Liebe Leser, liebe Zorn- und Wutbürger,

es war einmal ein Land, da gab es noch eine gewisse Demokratie, das war vor langen Zeiten, noch bevor eine Frau Merkel das Ruder ergreifen konnte.

Dort wurde im Bundestag und in den Länderparlamenten heftigst gestritten und diskutiert, Ordnungsrufe waren an der Tagesordnung, kurz: Es gab eine OPPOSITION, die Gegenstandswert hatte.

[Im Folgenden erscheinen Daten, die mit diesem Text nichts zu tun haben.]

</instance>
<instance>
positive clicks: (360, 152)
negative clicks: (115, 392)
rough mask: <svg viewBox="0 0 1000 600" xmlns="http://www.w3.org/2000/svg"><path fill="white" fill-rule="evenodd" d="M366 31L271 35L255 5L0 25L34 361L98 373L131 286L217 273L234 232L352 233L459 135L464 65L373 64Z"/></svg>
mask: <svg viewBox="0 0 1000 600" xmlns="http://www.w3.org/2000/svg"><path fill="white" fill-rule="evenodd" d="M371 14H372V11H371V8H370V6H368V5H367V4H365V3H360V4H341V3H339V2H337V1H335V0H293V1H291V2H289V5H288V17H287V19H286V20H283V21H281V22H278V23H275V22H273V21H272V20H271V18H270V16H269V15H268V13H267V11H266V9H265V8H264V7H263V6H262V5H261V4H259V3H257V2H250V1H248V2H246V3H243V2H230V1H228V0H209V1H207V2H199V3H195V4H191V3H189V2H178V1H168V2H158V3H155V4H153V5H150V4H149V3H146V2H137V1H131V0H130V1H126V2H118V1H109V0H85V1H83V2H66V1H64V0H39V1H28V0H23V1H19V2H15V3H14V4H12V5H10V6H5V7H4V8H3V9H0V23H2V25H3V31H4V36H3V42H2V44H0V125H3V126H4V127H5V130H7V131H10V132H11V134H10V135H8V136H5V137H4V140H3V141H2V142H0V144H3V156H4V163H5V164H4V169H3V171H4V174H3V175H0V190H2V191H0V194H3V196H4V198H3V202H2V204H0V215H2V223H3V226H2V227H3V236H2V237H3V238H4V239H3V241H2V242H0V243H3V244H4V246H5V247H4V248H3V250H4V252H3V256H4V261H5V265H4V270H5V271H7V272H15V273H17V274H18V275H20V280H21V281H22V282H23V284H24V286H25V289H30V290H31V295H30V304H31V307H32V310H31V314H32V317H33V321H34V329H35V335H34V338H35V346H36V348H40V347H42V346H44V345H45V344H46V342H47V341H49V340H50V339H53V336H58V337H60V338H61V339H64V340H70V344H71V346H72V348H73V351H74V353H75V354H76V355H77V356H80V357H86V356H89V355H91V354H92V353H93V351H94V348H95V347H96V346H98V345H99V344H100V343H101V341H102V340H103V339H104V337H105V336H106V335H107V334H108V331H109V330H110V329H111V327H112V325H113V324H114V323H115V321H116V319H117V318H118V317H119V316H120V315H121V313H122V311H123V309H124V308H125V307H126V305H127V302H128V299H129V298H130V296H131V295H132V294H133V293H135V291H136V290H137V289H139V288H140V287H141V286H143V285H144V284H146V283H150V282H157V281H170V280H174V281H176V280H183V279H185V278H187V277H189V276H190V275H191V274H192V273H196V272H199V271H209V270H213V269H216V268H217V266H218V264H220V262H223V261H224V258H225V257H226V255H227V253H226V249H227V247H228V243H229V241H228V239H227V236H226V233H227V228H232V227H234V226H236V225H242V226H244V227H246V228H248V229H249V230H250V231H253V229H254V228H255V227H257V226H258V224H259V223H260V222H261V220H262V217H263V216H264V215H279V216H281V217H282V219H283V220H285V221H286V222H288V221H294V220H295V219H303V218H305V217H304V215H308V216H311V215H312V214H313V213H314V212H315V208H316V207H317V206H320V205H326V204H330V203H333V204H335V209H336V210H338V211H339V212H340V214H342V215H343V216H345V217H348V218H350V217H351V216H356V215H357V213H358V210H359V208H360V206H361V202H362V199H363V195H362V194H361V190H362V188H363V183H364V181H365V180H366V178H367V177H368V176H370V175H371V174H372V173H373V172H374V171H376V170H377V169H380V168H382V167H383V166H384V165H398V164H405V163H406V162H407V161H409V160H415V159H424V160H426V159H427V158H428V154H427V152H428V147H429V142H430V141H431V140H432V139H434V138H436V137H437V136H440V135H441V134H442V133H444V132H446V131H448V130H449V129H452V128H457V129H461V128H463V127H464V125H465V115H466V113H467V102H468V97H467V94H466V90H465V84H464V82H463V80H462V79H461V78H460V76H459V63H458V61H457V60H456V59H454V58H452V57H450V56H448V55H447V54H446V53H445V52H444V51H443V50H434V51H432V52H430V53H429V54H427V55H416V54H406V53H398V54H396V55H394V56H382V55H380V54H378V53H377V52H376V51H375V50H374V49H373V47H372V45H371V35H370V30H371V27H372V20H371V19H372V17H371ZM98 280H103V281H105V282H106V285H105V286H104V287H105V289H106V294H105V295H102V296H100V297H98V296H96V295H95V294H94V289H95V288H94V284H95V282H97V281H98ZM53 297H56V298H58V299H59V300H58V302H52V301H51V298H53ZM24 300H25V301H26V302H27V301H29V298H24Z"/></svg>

Hier einige Auszüge aus längst vergangenen Zeiten, die Sehnsucht ist unbeschreiblich:

„Waschen Sie sich erst einmal! Sie sehen ungewaschen aus!“ Herbert Wehner zu einem CDU-Abgeordneten

– Herbert Wehner zu einem CDU-Abgeordneten: „Sie sind eine Übelkrähe, Sie sind ein Schwein, wissen Sie das?“

„Nur so kann man Ungeziefer abwehren, Herr Präsident“, Herbert Wehner zum Bundestags-Vizepräsidenten Jaeger, (ach, welche Erkenntnis bereits damals, Anm. des Verf.!)

„Ich danke Ihnen, aber Heuchelei bleibt Heuchelei“, Herbert Wehner…

– Kiesinger: „Sie armseliger Zwischenrufer aus dem Hintergrund“,

“Einstudierte Pharisäer“ (jau, damals war die SPD noch ihrem Namen verpflichtet, Anm. des Verf.), Wehner zu Barzel und so v.a.m.,

nicht zu vergessen die Äußerung von Joschka Fischer:

„Mit Verlaub, Herr Präsident, Sie sind ein Arschloch“!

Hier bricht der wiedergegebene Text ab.